Department of Immunology, Genentech, South San Francisco, CA 94080, USA.
Immunity (Impact Factor: 21.56). 11/2010; 33(5):752-64. DOI: 10.1016/j.immuni.2010.10.012
Source: PubMed


Lymphoid tissue inducer cells are members of an emerging family of innate lymphoid cells (ILC). Although these cells were originally reported to produce cytokines such as interleukin-17 (IL-17) and IL-22, we demonstrate here that human CD127(+)RORC(+) and CD56(+)CD127(+) LTi-like ILC also express IL-2, IL-5, and IL-13 after activation with physiologic stimuli such as common γ-chain cytokines, Toll-like receptor (TLR) 2 ligands, or IL-23. Whereas TLR2 signaling induced IL-5, IL-13, and IL-22 expression in a nuclear factor κB (NF-κB)-dependent manner, IL-23 costimulation induced only IL-22 production.

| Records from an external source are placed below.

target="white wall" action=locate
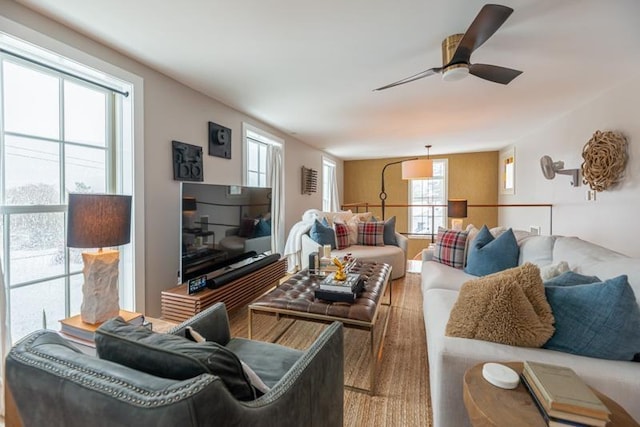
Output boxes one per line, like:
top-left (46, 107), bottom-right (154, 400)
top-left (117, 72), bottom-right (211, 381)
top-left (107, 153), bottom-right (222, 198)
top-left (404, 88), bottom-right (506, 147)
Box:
top-left (0, 0), bottom-right (343, 316)
top-left (499, 78), bottom-right (640, 257)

CD127(+) LTi-like ILC displayed clonal heterogeneity for IL-13 and IL-5 production, suggesting in vivo polarization. Finally, we identified a role for autocrine IL-2 signaling in mediating the effects of TLR2 stimulation on CD56(+)CD127(+) and CD127(+) LTi-like ILC. These results indicate that human LTi-like ILC can directly sense bacterial components and unravel a previously unrecognized functional heterogeneity among this important population of innate lymphoid cells.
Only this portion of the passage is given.